Muawiya (662-680) est à Damas le 1er calife Omeyyade et jusqu’à son successeur Abd El Malik (685-705) les califes utilisaient des pièces de monnaie avec des croix jusqu’en 680
Les califes utilisaient en fait des pièces de monnaies byzantines que lesquelles ils avaient substitué leur image à celle des Empereurs byzantins, mais le symbole de la Croix, officiellement honni par l’islam, ne les a curieusement pas gênés jusqu’en 680, date à partir de laquelle la Croix est remplacée par un poteau. En réalité, il y a une absence totale de références musulmanes à Mahomet jusqu'aux années 685 : c’est un opposant au Calife qui le premier fait figurer sur les pièces de monnaie à son effigie les premières références à Mahomet.
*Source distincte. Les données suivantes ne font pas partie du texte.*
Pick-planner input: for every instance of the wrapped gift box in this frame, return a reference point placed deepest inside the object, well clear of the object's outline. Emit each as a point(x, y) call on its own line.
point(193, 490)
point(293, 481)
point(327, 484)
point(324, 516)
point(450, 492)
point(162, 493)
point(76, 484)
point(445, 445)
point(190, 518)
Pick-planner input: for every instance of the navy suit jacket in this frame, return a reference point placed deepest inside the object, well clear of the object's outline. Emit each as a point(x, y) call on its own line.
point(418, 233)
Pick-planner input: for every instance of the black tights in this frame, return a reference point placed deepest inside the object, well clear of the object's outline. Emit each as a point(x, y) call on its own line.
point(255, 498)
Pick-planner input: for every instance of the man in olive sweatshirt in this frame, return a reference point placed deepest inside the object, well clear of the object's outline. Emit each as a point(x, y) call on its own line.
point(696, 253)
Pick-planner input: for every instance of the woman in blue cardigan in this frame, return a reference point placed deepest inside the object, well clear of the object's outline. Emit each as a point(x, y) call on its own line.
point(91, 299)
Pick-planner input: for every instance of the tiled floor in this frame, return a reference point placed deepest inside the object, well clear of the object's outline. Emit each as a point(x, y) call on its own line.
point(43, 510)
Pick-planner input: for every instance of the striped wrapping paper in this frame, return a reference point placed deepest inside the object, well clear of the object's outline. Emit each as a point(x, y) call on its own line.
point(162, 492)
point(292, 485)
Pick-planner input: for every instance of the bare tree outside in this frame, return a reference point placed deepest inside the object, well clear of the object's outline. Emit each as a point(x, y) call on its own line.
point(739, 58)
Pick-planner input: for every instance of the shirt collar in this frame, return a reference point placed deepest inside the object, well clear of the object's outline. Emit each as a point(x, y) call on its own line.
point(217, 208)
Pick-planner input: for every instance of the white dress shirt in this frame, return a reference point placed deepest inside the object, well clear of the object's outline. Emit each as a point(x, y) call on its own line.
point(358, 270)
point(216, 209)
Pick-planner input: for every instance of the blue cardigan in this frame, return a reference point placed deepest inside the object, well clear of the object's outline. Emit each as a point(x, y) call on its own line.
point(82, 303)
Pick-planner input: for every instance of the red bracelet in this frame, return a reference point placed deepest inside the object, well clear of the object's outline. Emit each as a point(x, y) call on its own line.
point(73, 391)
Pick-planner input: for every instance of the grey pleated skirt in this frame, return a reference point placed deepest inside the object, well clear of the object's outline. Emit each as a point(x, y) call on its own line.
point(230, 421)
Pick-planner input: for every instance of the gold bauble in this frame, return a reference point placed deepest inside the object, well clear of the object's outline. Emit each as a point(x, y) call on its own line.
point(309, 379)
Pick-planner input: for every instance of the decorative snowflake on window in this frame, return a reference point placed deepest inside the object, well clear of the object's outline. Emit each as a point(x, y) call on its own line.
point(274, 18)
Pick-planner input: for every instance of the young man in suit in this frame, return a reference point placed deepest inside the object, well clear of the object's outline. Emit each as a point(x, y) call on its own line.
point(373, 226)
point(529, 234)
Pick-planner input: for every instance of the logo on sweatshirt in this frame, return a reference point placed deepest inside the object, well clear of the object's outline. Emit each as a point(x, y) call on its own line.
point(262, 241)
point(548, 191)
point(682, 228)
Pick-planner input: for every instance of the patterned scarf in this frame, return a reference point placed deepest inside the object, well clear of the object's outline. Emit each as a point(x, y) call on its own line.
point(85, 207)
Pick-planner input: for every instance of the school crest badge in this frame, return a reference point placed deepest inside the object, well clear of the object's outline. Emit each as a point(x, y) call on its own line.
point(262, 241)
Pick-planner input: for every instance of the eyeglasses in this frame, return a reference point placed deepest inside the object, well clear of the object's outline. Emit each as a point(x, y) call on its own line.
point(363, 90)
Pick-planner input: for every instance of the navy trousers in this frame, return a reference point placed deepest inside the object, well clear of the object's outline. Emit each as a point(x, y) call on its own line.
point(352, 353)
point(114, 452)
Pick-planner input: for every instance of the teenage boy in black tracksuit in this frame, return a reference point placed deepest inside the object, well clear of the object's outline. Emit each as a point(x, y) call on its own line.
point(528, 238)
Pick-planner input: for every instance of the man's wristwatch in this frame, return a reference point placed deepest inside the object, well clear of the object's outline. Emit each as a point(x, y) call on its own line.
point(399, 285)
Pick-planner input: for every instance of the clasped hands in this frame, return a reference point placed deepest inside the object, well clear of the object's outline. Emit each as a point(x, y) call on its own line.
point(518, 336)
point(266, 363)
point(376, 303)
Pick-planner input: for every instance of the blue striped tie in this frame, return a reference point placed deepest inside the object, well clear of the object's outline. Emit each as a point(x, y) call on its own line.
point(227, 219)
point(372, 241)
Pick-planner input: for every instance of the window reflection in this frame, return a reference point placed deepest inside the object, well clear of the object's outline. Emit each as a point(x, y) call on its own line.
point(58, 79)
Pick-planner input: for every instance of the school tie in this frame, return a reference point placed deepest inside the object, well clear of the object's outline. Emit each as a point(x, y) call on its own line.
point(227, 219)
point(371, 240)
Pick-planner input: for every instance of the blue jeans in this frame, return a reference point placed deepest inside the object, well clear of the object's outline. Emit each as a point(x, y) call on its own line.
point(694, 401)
Ensuite des pièces à l’effigie d’Abd El Malik (685-705) et les inscriptions du Dôme du Rocher (692) feront référence à Mahomet, mais ce sera 50 ans après sa mort seulement.
De nombreux témoignages matériels (archéologie, numismatique, ...) révélant ainsi la construction progressive des dogmes de l’islam ont été rassemblés par Leila Qadr et Arrun Amine Saad Edine (Les 3 visages du Coran, 2014).